Published October 10, 2017
Dos Equis’ former “Most Interesting Man in the World” made the switch to pitching booze for Astral Tequila last year, but some consumers aren’t laughing at his new Columbus Day ad.
Released on Astral Tequila’s Facebook and Instagram pages a few days before the Oct. 9 holiday, Jonathan Goldsmith — formerly known as "The Most Interesting Man in the World" — “reenacts” what went down when the Italian explorer stumbled upon the New World in 1492.
Locking eyes with a gorgeous Indian woman across a dimly lit bar, Goldsmith rises from his stool to move to her side, but he bumps into a Native American beauty en route. Eyeing her up, it’s evident that Goldsmith will never make it to his intended destination.

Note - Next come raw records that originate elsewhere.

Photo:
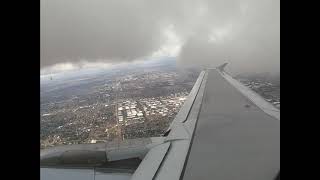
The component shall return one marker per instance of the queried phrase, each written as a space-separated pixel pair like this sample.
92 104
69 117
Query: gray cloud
244 32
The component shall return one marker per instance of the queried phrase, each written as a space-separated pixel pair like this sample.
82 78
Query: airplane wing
223 131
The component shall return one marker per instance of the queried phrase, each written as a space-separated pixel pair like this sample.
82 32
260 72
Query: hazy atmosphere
245 33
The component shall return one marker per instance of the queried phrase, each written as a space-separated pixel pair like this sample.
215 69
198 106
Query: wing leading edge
223 131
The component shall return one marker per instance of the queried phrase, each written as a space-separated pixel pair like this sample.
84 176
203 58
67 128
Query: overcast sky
245 33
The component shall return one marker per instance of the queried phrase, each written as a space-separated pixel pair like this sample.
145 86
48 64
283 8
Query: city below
126 103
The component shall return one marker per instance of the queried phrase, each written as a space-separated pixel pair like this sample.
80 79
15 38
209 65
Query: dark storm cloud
245 33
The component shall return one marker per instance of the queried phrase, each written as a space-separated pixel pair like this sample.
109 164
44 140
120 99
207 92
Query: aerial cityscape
126 103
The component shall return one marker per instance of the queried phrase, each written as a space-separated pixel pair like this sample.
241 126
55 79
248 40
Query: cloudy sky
245 33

“That is, pretty much, how it happened” Goldsmith says, closing the 46-second ad.
Slamming the ad as racist, sexist and culturally insensitive, Facebook users were not having it.
“Ahh, nothing like a little revisionist history to sell liquor. It was actually much less friendly and much more violent than this,” wrote one user.
“Are you going to show him raping her? Or going to her house to enslave and kill her people? Celebrating genocide... #BoycottAstral” added another.
In response, the ad agency behind the video, Erich & Kallman, said their work with Goldsmith and Astral Tequila was not meant to offend.
“We’re simply lampooning Columbus’ journey and in no way trying to make light of historical events,” co-founder Eric Kallman told Adweek. “Jonathan is a universally beloved guy. Just having him in the video does a lot of the work for you.”
Goldsmith had previously starred as Dos Equis’ “most interesting man” for a decade, and would sport dashing outfits, share tales of his jetsetting adventures, and revel in the company of beautiful women at parties in the beer company's ads. But after his character was retired in 2016, Goldsmith took a gig as the spokesperson for Davos Brands' Astral Tequila in June 2016, and brought pretty much the same persona with him.
Columbus Day has been the target of growing protests and backlash in recent years. A number of Universities have been celebrating “Indigenous People’s Day” in its place on on Oct. 9, and the Los Angeles City Council voted to rename the holiday as Indiginous People's Day in August.